The so-called so-called "company in the process of incorporation" is an academic concept to explain the relationship between the rights and duties acquired or borne by the promoters due to the acts necessary for the establishment of the company and the rights and duties attributed to the company established at the same time.

Summary of Judgment

The so-called "company during the process of incorporation" is not a concept specified in the Commercial Act, but a student concept to explain the relationship that the promoters acquired or borne by the act necessary for the incorporation of the company, at the same time as the establishment of the company, belongs to the company established under the conditions of cancellation, under which the same facts as the failure of the company belongs to the promoters, under the conditions of suspension. In reality, it is attributed to the company established under the conditions of suspension on the same facts as the fact that the establishment of the company belongs to the promoters under the conditions of cancellation.

[Reference Provisions]

Article 228 of the Commercial Act

Plaintiff-Appellee

Plaintiff

Defendant-Appellant

Safety Passenger Transport Corporation

Judgment of the lower court

Daegu High Court Decision 70Na4 delivered on May 28, 1970

Text

The appeal is dismissed.

The costs of appeal shall be borne by the defendant.

Reasons

The grounds of appeal Nos. 1 and 2 by the defendant's attorney are examined.

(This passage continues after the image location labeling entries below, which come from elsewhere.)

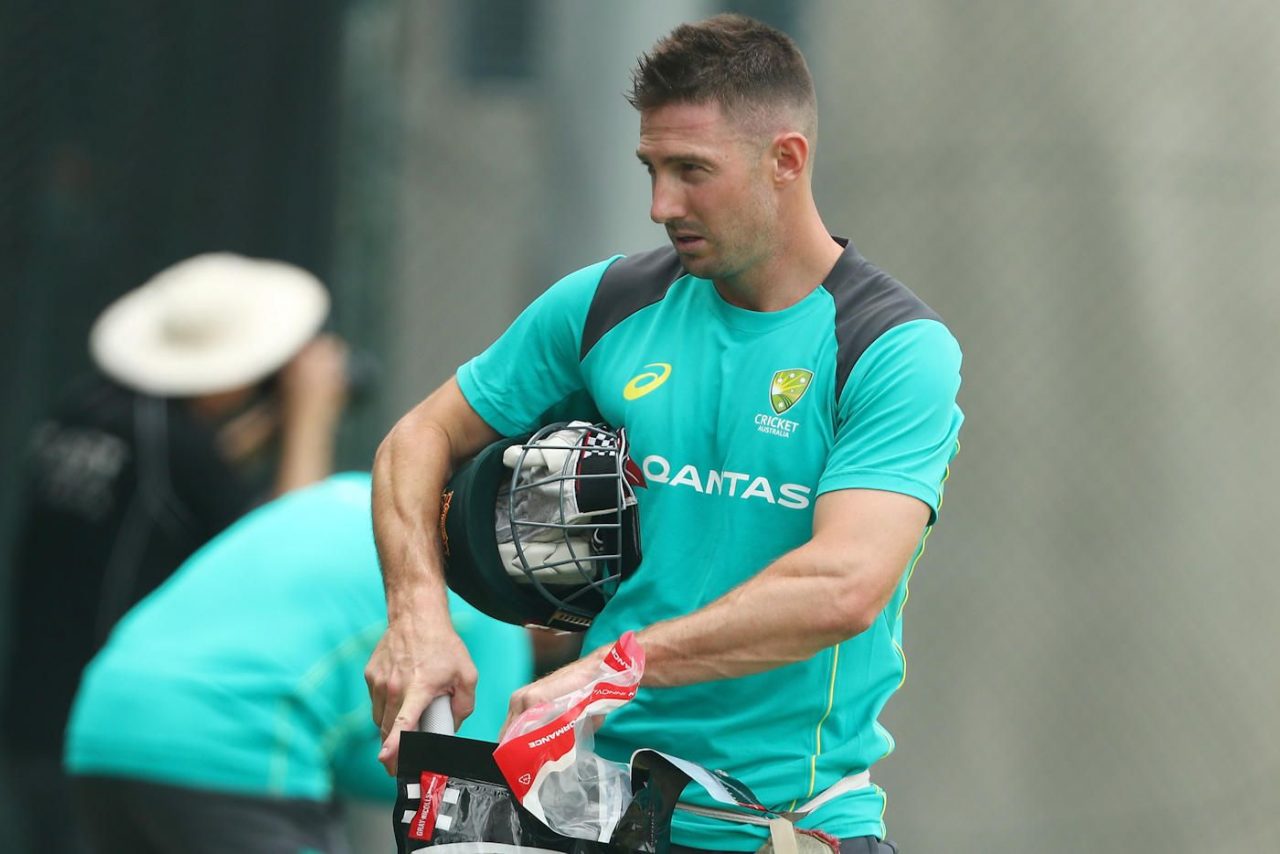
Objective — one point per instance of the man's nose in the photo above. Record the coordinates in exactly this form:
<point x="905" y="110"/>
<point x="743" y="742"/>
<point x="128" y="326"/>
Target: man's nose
<point x="667" y="204"/>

The so-called "company during the process of incorporation" is not a concept specified in the Commercial Act, but a relationship between the rights and duties acquired or borne by the promoters by acts necessary for the establishment of the company at the same time as the establishment of the company belongs to the company which is to be established under the conditions of cancellation (in fact, it belongs to the company which will be established under the conditions of cancellation, and it will belong to the company which will be established under the conditions of suspension as a condition of cancellation, formally, the same fact as its incorporation belongs to the promoters under the conditions of suspension). As such, the theory of lawsuit in the original judgment was clearly stated in the evidence adopted by the non-party 1 and the non-party 6 to the effect that the contract was concluded for the establishment of the company and the non-party 1, which was not established under the condition that the non-party 1 was not established under the condition that the contract was established under the condition that the non-party 1 was established under the condition that the non-party 1 was established under the condition that the non-party 1 was not established under the above contract established.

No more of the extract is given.